Morbid curiosity: Men-about-town Bernardo Puccio and Orin Kennedy celebrated thirty years together, and the premiere of their personal documentary Two Hearts Two Souls, with a Sunday night party at their pre-need monument inside Hollywood Forever cemetery. The Times' Robin Abcarian dishes:
Former local news anchor and novelist Kelly Lange wasn't sure whether the occasion called for irony. She had met Puccio and Kennedy through her friend Marilyn Lewis of Hamburger Hamlet and Kate Mantilini fame, so she asked Lewis for advice: "Should I show up in a big black hat and a veil with a rose?"

Leonard Sands, a Beverly Hills litigator, hadn't even realized that Hollywood Forever is a cemetery. He showed up in white pants, a white shirt and a very chic lavender corduroy sports coat. "You're dressed inappropriately," another guest chided. "Well, so is the corpse," said Sands, referring to Kennedy, who wore a brilliant turquoise jacket with a multi-colored striped shirt and white pants.

Today
Convention center hotel: AEG will officially unveil plans for a Ritz-Carlton and Millenium Marriot at its L.A. Live project beside Staples Center, as the Los Angeles Business Journal (and LA Observed) told you ten days ago.
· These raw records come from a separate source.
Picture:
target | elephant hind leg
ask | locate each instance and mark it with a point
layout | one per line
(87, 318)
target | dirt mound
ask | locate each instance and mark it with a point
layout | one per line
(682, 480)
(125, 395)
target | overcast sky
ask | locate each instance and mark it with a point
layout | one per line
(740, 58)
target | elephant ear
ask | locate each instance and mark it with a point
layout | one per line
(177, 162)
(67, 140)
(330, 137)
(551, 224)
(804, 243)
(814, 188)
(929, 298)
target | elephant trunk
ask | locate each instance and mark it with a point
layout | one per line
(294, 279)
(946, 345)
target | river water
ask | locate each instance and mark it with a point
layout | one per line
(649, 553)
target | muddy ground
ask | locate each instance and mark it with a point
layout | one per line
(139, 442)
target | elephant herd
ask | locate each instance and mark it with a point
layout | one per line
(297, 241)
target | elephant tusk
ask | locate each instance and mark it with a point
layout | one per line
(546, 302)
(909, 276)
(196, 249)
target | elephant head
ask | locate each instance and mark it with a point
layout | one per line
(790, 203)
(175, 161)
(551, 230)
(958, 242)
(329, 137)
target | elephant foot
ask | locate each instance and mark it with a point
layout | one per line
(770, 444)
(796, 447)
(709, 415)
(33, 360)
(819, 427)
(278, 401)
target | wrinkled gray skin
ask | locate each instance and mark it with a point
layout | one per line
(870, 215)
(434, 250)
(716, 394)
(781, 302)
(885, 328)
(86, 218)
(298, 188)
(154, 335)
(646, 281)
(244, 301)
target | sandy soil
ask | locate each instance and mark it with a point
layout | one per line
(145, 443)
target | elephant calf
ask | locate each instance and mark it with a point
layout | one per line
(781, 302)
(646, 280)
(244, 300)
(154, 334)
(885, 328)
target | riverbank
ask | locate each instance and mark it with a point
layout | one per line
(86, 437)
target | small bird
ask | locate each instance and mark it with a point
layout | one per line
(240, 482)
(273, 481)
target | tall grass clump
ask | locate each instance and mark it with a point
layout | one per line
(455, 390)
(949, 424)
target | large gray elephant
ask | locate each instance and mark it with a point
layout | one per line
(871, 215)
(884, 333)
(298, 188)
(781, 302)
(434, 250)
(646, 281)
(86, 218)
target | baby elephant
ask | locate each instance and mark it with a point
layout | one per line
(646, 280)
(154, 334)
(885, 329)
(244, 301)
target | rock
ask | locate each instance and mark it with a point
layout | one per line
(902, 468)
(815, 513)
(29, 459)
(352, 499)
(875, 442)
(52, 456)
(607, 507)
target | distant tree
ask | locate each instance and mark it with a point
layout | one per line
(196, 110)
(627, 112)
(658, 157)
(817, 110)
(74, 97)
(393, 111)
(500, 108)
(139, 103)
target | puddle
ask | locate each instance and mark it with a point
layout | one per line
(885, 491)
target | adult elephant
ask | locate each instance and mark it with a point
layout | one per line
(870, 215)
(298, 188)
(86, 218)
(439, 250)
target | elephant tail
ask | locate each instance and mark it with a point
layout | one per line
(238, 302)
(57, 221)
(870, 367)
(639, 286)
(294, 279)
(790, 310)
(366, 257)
On Airtalk: Larry Mantle airs live from Sacramento on KPCC, 10 am to noon. He talks with guests about the state budget negotiations and the November election.
Al Martinez: The Society of Professional Journalists hosts drinks with Times columnist and author Al Martinez at the Golden Gopher downtown. 6:30 pm.
Noted
Producer credit: Marshall Herskovitz was elected president of the Producers Guild.
Mike Quarry: The retired Los Angeles boxer died in an assisted living center of pugilistic dementia, just as his more accomplished brother Jerry did at age 53. Mike made it to 55.